More Questions Raised About NYPD Handling of Sexual Assaults
In the wake of the "NYPD Tapes" article, yesterday the Voice wrote about the case of Debbie Nathan, who was the victim of an attempted rape that was initially classified as a misdemeanor. In the Voice piece, the director of an umbrella group of rape crisis advocacy organizations said downgrading of rape complaints has become a growing problem over the past 18 months around the city.
Today, the Voice spoke with Carole Sher, director of the Beth Israel Hospital Rape Crisis/Domestic Violence Intervention Program, who said that the emergency room social workers who she oversees have seen a similar trend.
"The police will come to the ER and rather than taking basic information, they ask questions that are in a way disbelieving, or almost trying to prove that it didn't happen," she says. "It's a more acute problem now. It used to be more of an exception."
In one case, a detective interviewing a 19-year-old victim made her cry by saying she was changing her story, Sher says. "He was badgering her, and not believing her story. And then a detective walked into the examining room in the middle of the exam to take pictures of her bruises."
There also was the recent case of the woman who fled Suffolk County to get away from an abusive husband. She came to the hospital to get treatment. A doctor called the local precinct to get them to take a report, but officers there refused because the crime did not take place in Manhattan.

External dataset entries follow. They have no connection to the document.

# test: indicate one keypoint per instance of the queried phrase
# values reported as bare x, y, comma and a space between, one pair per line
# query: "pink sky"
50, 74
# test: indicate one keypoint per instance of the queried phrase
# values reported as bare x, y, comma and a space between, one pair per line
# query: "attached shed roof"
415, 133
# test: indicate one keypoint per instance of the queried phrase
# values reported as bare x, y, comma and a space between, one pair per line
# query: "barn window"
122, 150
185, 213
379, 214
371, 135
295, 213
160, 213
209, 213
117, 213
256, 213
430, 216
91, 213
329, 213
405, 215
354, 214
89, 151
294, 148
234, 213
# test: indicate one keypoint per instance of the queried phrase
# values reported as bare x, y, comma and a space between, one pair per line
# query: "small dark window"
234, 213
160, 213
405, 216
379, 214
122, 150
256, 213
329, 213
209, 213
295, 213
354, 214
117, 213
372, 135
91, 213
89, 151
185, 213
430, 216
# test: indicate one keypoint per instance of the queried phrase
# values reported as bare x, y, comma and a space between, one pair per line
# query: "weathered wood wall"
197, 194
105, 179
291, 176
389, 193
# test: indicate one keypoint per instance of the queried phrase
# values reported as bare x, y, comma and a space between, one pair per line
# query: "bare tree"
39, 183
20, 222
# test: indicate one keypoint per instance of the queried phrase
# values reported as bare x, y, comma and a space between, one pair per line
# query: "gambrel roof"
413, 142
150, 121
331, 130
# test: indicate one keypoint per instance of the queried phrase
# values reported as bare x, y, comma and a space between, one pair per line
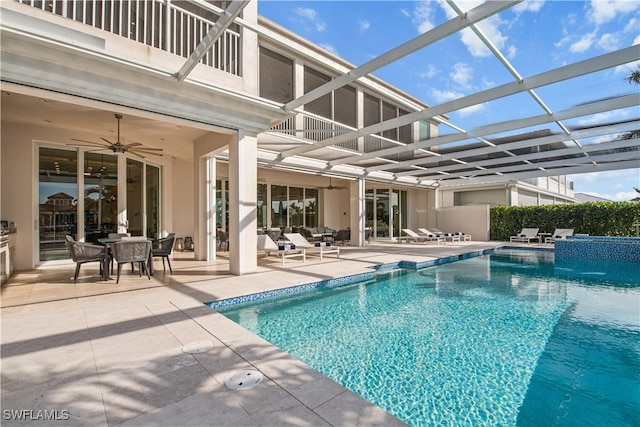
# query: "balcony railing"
316, 128
173, 27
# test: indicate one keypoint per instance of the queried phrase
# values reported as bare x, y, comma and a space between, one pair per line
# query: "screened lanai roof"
578, 135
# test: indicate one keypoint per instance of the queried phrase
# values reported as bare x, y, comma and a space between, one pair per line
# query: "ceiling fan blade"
148, 149
140, 153
88, 142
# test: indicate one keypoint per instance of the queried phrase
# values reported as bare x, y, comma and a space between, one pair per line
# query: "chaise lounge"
284, 251
526, 235
413, 236
322, 247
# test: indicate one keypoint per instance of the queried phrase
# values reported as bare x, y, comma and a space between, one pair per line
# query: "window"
58, 198
276, 76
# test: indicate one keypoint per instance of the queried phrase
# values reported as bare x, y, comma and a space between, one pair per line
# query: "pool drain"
197, 347
244, 380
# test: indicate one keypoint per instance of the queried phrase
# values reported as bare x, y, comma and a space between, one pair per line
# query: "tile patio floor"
108, 354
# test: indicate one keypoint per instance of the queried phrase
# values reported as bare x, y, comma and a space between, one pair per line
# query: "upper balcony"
174, 27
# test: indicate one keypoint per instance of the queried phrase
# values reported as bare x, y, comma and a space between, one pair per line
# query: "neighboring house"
584, 197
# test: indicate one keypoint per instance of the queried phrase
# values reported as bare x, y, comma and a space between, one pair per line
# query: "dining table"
106, 242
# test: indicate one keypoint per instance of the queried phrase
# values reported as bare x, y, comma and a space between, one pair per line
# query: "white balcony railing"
174, 27
316, 128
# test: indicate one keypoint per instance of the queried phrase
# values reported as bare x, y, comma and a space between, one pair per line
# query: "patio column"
243, 222
357, 208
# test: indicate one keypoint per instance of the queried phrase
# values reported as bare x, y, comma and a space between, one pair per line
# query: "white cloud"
462, 74
603, 11
617, 185
468, 111
423, 16
632, 26
431, 72
312, 15
330, 48
490, 27
582, 45
528, 6
598, 118
608, 42
444, 95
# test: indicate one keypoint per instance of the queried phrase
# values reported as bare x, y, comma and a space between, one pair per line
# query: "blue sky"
534, 36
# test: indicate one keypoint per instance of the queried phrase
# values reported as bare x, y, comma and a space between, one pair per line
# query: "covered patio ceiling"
542, 143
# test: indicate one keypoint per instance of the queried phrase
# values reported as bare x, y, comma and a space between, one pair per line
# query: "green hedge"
595, 219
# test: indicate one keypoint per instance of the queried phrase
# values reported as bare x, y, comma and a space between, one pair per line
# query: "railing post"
168, 29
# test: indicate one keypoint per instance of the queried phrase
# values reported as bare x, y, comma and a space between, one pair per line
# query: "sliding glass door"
78, 196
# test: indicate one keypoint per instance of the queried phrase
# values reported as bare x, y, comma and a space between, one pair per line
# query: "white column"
243, 223
357, 208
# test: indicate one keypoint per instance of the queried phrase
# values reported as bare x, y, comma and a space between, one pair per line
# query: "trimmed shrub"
593, 218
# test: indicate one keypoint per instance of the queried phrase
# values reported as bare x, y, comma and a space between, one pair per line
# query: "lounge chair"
431, 235
559, 234
454, 237
321, 247
284, 251
526, 235
415, 237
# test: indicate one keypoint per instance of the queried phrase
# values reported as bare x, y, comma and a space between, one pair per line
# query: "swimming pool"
499, 339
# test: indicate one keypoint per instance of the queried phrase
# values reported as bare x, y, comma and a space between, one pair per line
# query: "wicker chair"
82, 253
163, 248
132, 251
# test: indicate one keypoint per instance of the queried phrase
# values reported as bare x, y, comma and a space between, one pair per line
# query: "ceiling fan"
134, 148
333, 187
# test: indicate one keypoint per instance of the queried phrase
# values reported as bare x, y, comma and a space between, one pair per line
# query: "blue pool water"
501, 339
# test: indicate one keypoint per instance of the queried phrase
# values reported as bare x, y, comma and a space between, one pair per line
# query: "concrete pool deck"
100, 354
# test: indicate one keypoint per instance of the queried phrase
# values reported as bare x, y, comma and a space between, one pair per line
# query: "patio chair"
415, 237
134, 251
343, 235
559, 234
526, 235
322, 247
163, 248
461, 236
82, 253
284, 251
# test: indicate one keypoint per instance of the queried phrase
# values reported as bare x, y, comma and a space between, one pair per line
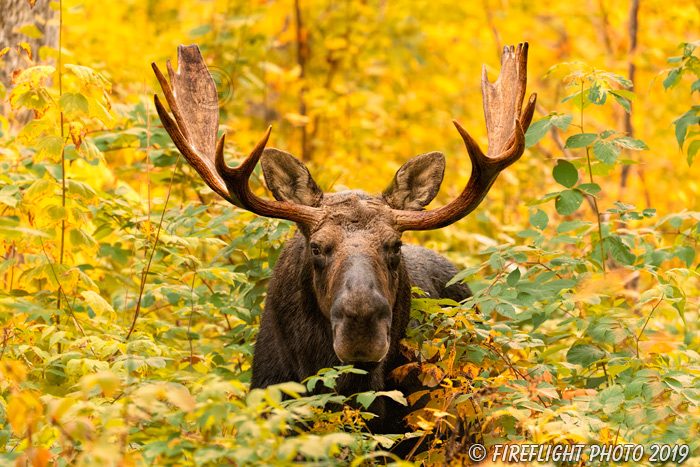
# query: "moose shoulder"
341, 289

"In a situation like that, they are supposed to take the report and then fax it to the jurisdiction where it happened," Sher says. "We hear that a lot. A woman will come in and say she's was assaulted in Brooklyn. The police will say she has to go to Brooklyn to file the report. Then, the other precinct will say the same thing, that's out of our jurisdiction. But, you shouldn't make the victim go back and forth."

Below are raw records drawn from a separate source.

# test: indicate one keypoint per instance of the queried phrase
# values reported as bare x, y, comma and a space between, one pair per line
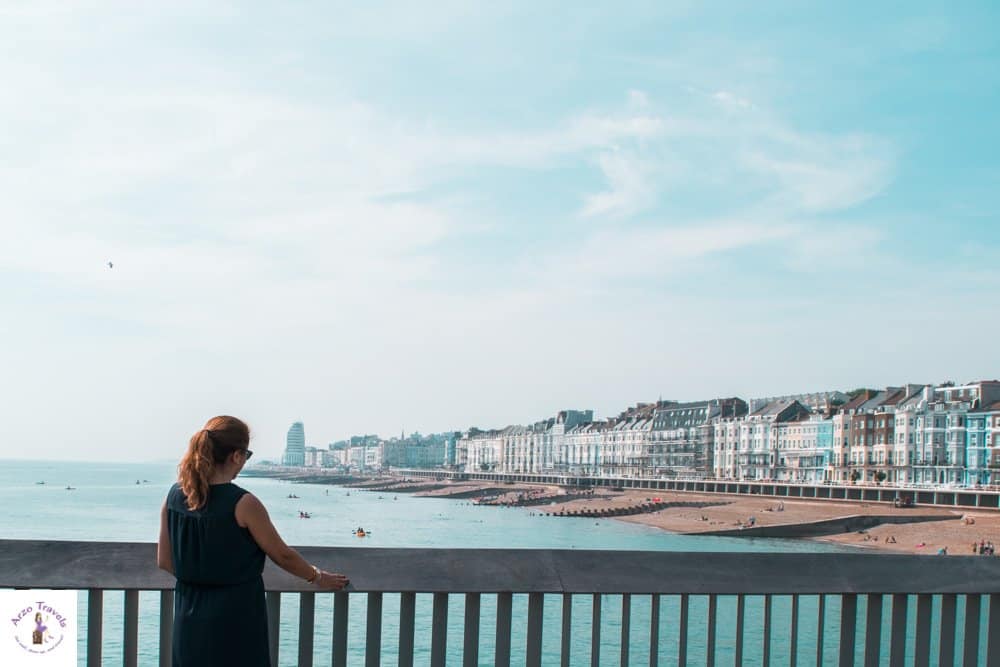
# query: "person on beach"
213, 539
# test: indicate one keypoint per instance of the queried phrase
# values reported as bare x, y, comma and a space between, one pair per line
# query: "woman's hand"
331, 581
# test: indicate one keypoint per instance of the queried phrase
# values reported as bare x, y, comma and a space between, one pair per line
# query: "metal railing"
697, 607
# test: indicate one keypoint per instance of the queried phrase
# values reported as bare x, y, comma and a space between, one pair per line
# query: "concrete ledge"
129, 565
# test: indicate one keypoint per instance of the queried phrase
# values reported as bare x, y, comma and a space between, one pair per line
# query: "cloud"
729, 99
629, 186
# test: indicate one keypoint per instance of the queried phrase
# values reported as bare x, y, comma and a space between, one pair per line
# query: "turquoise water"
107, 504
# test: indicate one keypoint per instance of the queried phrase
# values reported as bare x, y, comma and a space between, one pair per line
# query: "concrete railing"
861, 608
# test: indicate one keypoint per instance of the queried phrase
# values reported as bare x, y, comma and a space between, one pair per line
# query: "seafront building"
295, 446
908, 434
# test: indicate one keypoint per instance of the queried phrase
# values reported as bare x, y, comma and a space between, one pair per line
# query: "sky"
377, 217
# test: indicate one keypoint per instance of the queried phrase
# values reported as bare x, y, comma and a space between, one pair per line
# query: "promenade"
867, 520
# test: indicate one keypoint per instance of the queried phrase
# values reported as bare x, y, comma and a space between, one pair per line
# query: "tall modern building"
295, 446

And there was the instance, where a detective either in person or on the phone told a victim, 'This can't be a rape because her rape kit showed no semen,' Sher says. "That should be handled by the crime lab or the Medical Examiner's office," she says. "And it's not uncommon for there to be no semen. That doesn't mean a rape didn't occur. What they are doing is being the judge and jury in the ER."

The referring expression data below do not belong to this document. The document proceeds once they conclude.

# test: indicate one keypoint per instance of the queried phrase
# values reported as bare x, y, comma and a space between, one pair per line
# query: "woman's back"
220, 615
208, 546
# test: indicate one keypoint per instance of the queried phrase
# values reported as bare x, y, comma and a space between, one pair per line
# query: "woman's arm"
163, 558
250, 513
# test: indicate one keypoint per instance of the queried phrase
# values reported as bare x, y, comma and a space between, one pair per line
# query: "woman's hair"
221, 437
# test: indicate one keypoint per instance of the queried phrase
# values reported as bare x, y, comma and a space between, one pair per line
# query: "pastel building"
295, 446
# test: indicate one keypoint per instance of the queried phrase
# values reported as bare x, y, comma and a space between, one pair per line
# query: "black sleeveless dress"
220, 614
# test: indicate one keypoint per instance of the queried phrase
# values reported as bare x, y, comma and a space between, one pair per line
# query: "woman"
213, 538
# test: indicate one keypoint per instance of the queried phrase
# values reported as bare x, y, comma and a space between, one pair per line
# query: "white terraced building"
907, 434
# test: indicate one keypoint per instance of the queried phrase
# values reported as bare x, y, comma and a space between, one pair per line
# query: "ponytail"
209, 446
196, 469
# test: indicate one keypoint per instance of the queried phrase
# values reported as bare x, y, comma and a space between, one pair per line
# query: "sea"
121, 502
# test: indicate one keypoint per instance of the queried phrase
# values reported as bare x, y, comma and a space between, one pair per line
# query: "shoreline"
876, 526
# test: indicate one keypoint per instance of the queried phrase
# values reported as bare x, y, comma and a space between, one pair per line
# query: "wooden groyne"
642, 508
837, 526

Sher says police officers should be more sensitive in the ER. "It's easy for the victim to forget details, to be crying, confused, in a highly emotional state, and so it's not unusual for someone to hesitate, and it becomes even more intimidating when they [police] are not accepting what she's saying," Sher says. "We've had situations where they give her such a hard time, she doesn't want to go through reporting it. She just drops it."
Sher was present for a recent meeting on the topic with Police Commissioner Raymond Kelly. "He listened to everything and acknowledged it," Sher says. "He really seemed to validate our concerns, and he seemed committed to dealing with them."